Starting the digital revolution in sustainability

Digital tools can help companies to better keep track of their sustainability footprint, goals, initiatives and progress, with even the United Nations calling digitalisation key to achieving the Sustainability Development Goals. Here’s a look at how US-based Gensuite is using technology to help businesses.

Digital dashboard
With stricter regulations and more public demand for business transparency, digitalisation could give businesses more insight into their socioenvironmental impacts. Image: Pixabay

You can’t manage what you can’t measure, the corporate adage goes, and this is true in sustainability too. In 2018, the United Nations said that digital tools, including those to track resource consumption, could help the world to reduce its water and energy use by 15 per cent and more than 1.3 billion megawatts respectively by 2030.

“What we’re seeing is that more companies want to improve and be transparent about their environmental footprint, because they see it as a good business move or because their investors and consumers are pushing for it. To do that, they need to be able to collect data on their operations in an accurate and consistent way,” said Amanda Petzinger, senior director of customer relationship and development at software solutions firm Gensuite.

In a recent interview, Petzinger gave the example of an American company in the aviation industry that had carried out an “eco treasure hunt”—a type of corporate exercise to find ways to reduce resource use and waste—at one of its production plants. “We found that the facility had actually purchased a part two years earlier to cut its compressed air use, but the part was just sitting on a shelf, not being used,” she said.

“The company was using spreadsheets and a paper-based model to collect its operational data, and the part purchase had fallen through the cracks. If it had been using more sophisticated digital tools to keep an eye on its sustainability projects, it would have saved about $40,000 in compressed air,” she continued.

Taking stock

Gensuite, which is headquartered in the United States, offers organisations a suite of software to track their resource use and waste, log sustainability ideas and calculate their benefits, and manage those that are being implemented. Its Eco Inventory Survey tool, for example, allows companies to set unlimited custom parameters for their sites’ data, including energy and water use, units produced and waste recycled.

An appliances company in Europe uses the tool to track its consumption of electricity, different fuel sources, including propane, kerosene and petrol, different water sources and more. “It is also looking at the number of units produced per site, so that it can tell whether a spike in resource usage is due to greater production or something that needs to be investigated,” Petzinger said.

She noted that the firm, which has about 100 plants, used to send a monthly spreadsheet to each of them to be filled out by managers. “It had to wait for all of the plants to return the spreadsheet and then compile the data. If anyone had messed with the spreadsheet because the calculations looked wrong, or didn’t provide the information correctly, the macros wouldn’t run,” she said.

“With our inventory tool, the company can just click a button to see which plants have not submitted their information and how it is performing each month towards its goals.
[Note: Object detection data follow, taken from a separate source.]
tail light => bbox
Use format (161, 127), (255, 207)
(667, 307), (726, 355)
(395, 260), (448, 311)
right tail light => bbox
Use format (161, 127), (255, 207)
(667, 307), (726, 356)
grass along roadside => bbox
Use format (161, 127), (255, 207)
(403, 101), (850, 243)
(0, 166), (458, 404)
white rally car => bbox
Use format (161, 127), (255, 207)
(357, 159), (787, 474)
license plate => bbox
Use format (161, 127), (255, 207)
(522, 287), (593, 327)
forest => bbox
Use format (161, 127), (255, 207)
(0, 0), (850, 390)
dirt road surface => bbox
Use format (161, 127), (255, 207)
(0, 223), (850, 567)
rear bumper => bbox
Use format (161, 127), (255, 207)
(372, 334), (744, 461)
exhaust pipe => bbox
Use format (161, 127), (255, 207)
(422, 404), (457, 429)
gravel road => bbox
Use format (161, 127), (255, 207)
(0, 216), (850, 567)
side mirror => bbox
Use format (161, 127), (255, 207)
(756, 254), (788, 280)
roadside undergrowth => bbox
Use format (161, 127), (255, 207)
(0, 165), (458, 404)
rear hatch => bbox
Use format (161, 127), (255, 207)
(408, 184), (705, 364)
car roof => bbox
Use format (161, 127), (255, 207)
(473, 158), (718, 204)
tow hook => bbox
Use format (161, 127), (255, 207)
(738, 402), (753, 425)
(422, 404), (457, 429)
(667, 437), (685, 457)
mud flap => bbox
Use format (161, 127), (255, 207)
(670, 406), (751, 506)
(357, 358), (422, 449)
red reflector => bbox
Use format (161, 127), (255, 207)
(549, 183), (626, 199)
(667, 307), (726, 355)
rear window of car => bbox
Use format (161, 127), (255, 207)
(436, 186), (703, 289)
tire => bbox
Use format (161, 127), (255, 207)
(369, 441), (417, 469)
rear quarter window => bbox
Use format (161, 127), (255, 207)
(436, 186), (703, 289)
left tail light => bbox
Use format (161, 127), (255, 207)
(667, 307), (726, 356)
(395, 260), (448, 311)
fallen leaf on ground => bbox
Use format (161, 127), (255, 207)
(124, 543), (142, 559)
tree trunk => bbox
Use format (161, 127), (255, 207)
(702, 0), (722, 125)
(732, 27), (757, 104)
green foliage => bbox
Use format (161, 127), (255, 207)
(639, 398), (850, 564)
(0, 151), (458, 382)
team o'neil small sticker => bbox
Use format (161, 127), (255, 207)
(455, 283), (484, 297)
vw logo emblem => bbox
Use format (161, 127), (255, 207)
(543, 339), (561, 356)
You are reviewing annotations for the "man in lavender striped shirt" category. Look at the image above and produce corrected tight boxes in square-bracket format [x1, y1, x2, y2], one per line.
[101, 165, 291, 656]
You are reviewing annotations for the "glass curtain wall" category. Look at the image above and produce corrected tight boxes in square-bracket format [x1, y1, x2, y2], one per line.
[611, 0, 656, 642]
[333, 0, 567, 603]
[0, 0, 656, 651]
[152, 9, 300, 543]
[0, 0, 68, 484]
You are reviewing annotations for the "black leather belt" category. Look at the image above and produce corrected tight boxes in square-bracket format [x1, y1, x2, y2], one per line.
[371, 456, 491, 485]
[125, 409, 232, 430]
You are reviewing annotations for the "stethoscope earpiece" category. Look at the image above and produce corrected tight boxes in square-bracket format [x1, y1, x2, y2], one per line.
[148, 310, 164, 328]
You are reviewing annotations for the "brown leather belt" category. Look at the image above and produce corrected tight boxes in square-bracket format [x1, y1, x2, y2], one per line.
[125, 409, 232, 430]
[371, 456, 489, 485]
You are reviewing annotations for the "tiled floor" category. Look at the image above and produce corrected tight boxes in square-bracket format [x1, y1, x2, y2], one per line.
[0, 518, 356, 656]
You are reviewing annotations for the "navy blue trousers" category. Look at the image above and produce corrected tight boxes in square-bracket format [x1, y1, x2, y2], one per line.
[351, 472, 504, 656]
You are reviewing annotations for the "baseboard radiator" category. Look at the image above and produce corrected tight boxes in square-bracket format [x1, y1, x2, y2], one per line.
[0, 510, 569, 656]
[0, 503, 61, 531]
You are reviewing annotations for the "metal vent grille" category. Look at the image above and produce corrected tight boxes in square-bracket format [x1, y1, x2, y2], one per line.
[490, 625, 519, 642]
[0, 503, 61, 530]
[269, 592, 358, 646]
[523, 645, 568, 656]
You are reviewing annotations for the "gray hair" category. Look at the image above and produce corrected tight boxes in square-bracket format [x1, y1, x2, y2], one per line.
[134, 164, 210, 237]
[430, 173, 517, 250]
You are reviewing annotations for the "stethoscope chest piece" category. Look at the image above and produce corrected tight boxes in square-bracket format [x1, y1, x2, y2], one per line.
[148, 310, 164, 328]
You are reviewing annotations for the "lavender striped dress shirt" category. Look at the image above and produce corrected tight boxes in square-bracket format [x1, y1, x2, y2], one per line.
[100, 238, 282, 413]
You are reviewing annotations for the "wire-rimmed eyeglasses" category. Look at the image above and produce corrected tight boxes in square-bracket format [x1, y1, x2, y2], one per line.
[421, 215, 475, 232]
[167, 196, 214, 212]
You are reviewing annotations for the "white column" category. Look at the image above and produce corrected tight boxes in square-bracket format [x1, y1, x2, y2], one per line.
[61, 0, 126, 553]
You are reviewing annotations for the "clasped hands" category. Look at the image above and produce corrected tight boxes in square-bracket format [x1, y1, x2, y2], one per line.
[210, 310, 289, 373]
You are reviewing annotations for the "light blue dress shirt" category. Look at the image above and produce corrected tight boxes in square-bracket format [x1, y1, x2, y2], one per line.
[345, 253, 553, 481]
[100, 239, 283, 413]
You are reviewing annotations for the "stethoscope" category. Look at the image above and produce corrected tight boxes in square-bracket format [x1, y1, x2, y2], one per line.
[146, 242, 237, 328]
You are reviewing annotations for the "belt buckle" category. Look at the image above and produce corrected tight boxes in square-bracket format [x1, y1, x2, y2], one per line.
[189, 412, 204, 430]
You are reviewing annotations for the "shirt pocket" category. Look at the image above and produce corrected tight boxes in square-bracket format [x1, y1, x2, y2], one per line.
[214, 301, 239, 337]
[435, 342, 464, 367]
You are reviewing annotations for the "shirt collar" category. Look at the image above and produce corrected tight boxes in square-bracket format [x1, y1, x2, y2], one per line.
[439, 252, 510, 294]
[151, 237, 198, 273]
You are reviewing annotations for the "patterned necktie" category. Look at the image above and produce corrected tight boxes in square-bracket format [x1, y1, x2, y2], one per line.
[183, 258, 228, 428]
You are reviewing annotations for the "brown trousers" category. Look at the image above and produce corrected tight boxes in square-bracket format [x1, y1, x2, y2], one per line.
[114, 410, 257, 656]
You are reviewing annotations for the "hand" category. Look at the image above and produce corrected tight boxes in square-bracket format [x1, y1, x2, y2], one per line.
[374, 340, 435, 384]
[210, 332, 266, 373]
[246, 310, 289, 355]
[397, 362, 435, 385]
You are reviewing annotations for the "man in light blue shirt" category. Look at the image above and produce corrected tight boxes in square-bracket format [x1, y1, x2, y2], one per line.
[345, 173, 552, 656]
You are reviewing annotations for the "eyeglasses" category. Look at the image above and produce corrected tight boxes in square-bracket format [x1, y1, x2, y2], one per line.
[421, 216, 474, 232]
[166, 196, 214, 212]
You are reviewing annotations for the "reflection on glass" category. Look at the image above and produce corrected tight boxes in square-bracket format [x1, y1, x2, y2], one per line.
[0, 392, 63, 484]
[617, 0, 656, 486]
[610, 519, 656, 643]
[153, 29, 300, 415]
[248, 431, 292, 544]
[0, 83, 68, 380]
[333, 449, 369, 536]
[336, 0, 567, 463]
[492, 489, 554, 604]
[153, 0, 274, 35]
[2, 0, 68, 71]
There’s also no risk of anyone changing the template and breaking the system,” she continued.

Quantifying sustainability

Organisations seeking to improve their sustainability can also tap Gensuite’s Eco Treasure Hunt application. The software allows employees to log ideas and calculate potential benefits. “Let’s say you’re wondering how much electricity and money you’ll save by switching to a more efficient light bulb or motor. Once you input the product models and information about your usage, the built-in calculators will tell you,” Petzinger said.

“This really helps people to document ideas, quantify expected savings and figure out where they can get the biggest bang for their buck, in terms of projects to reduce their energy or water usage or other resource consumption,” she added. Companies have used the tool for both one-off sessions at their facilities and as an ongoing repository for ideas.
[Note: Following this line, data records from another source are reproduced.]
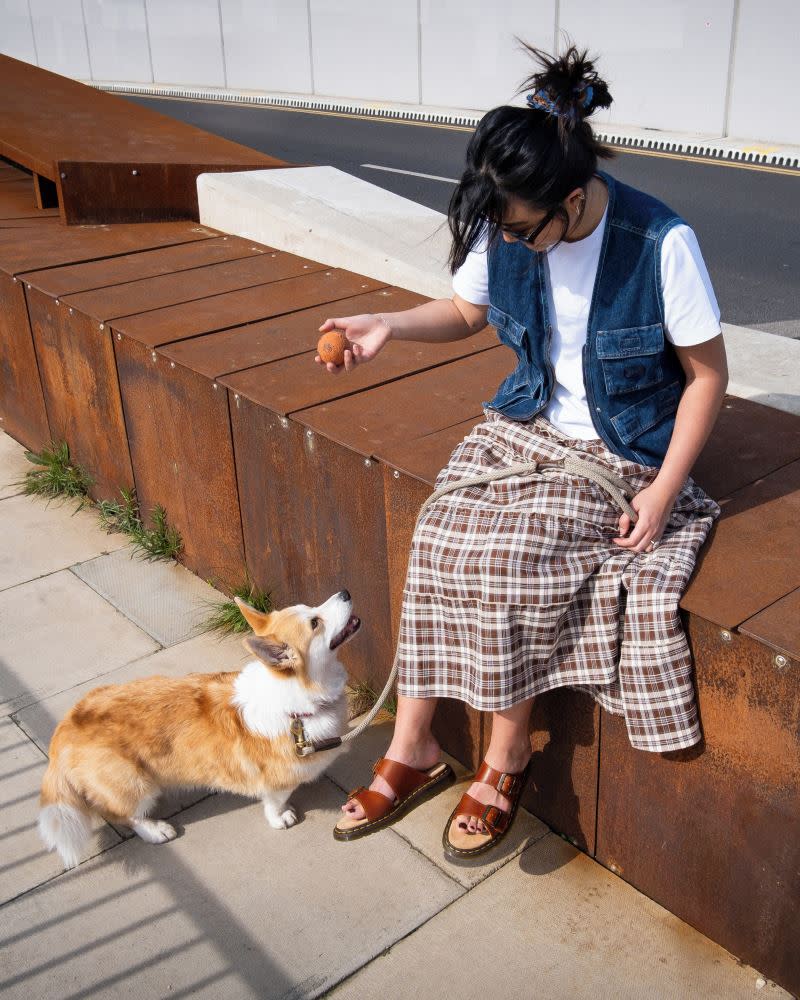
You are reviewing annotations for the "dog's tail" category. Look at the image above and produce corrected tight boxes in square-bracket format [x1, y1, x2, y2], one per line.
[39, 757, 92, 868]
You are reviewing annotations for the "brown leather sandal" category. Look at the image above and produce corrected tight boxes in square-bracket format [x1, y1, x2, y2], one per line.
[442, 761, 531, 859]
[333, 757, 456, 840]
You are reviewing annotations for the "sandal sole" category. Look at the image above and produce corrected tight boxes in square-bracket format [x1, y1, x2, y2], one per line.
[442, 761, 530, 861]
[333, 763, 456, 841]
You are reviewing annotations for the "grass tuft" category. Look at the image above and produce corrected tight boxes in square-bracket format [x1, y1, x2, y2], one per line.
[200, 581, 272, 636]
[20, 441, 92, 510]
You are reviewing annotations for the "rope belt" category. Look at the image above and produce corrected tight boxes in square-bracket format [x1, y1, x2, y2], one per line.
[291, 455, 639, 757]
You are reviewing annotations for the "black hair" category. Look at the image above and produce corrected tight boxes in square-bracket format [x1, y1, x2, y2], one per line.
[447, 39, 614, 274]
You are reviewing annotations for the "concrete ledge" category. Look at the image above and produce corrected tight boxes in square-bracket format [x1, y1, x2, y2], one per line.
[197, 167, 800, 414]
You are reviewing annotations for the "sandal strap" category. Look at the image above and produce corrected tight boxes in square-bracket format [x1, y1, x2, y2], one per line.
[349, 788, 394, 823]
[372, 757, 431, 800]
[472, 761, 525, 798]
[454, 792, 511, 836]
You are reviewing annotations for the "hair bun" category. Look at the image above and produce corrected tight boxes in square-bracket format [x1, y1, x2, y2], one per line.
[517, 38, 612, 139]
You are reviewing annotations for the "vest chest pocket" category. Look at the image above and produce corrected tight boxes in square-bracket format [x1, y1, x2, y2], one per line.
[486, 306, 525, 349]
[597, 323, 664, 396]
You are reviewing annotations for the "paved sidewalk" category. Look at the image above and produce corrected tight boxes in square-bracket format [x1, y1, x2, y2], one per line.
[0, 432, 789, 1000]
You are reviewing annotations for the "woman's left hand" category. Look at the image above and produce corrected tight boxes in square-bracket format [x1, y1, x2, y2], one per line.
[612, 483, 676, 552]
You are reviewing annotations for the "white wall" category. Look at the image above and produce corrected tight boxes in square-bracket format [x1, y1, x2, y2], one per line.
[0, 0, 800, 145]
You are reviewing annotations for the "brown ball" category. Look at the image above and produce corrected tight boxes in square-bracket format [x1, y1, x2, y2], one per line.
[317, 330, 350, 365]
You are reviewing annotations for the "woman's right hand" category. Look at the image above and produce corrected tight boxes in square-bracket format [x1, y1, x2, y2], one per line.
[314, 313, 392, 373]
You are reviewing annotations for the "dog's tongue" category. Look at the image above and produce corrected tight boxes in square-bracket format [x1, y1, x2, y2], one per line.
[331, 615, 361, 649]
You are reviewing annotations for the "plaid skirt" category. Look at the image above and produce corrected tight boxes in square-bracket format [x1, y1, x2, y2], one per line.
[397, 408, 720, 751]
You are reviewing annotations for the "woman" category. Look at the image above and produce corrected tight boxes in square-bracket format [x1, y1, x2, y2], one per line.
[317, 46, 727, 858]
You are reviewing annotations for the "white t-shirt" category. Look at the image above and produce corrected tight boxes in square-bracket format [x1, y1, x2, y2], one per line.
[453, 206, 720, 440]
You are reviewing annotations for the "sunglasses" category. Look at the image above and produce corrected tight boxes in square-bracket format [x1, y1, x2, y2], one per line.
[497, 207, 558, 243]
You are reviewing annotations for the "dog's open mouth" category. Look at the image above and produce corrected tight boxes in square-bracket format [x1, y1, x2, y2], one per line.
[330, 615, 361, 649]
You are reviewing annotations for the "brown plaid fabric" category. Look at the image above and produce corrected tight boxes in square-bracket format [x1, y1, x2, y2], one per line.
[398, 409, 720, 751]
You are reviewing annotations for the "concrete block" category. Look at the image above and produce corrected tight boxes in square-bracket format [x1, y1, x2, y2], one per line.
[329, 834, 789, 1000]
[0, 568, 157, 714]
[197, 167, 452, 298]
[72, 546, 225, 646]
[0, 495, 127, 591]
[0, 719, 120, 904]
[3, 778, 463, 1000]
Digital tools, including those to track resource consumption, could help the world to reduce its water and energy use by 15 per cent and more than 1.3 billion megawatts respectively by 2030.
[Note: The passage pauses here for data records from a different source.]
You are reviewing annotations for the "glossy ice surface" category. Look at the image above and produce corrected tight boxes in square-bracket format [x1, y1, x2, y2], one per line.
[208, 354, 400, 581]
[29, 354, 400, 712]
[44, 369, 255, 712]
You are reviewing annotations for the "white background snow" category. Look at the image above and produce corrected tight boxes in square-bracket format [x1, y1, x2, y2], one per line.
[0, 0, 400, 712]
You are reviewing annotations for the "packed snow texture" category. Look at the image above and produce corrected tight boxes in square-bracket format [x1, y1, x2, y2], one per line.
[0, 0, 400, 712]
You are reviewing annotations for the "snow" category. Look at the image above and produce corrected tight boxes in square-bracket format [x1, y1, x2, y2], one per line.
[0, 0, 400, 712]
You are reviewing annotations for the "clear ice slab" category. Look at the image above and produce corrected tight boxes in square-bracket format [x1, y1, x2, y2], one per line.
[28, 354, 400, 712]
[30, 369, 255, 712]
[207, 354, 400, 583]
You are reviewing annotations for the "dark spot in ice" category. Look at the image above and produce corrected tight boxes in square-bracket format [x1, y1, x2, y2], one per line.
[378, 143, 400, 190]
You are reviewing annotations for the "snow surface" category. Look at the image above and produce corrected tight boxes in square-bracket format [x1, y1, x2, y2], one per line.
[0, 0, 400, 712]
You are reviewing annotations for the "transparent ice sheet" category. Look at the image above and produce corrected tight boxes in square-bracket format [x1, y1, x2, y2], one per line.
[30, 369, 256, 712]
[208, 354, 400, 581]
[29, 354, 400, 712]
In the United States, a manufacturer of health and beauty products used the application for an eco treasure hunt at one of its plants. “The facility had a process where newly-made empty bottles would come down a conveyor belt to be collected in a giant box, but for some reason the box was placed a foot or two away from the end of the belt,” Petzinger recalled.

“A nozzle at the end of the belt emitted compressed air around the clock to blow the bottles into the box. By looking at the size of the nozzle’s opening and the rate of air flow, we calculated that it was costing the firm $10,000 to $15,000 a year to do that. All the facility had to do was push the box closer to the belt and let gravity do the work,” she said.

Building on best practices

The other offerings in Gensuite’s toolbox include the Eco Project Deck, a management tool that enables companies to create plans for sustainability projects with designated teams and milestones, review auto-calculated carbon dioxide emissions savings, analyse estimated versus actual savings and produce return on investment reports.

“If you use all of the tools together, you get a nice flow of where you are, what ideas you have, what projects will be implemented and what impact those will have on the bottom-line of your sustainability goals. Afterwards you also get to review the choices you made and better shape the story of your company’s environmental journey,” Petzinger said.

She acknowledged that the cost of such sophisticated digital tools may be a hurdle for some organisations. Firms may need to install sensors to obtain more granular information about their electricity and water consumption, for example, to maximise the usefulness of the Eco Inventory Survey tool.

“There will also be companies whose leadership will question the need for more advanced tools when they are already using things like spreadsheets. The way I would put it is: how much time are you spending now trying to track down and collate your data? Is that the most effective use of your time?” Petzinger said. 

She added that Gensuite’s tools may be particularly useful for companies in the Asia Pacific to address compliance assurance, incident management and supplier environmental, health and safety risks, with regulations in the region becoming stricter and more public demand for business transparency. Gensuite now has offices in Shanghai, Bangalore, Mumbai and Melbourne.

She summarised: “We’ve built our tools partly by leveraging the learnings of our subscribers over the years. Not every company has the expertise or skills to create, say, accurate calculators for compressed air usage. There’s a lot of value in tapping others’ experiences and best practices instead of starting from scratch yourself.”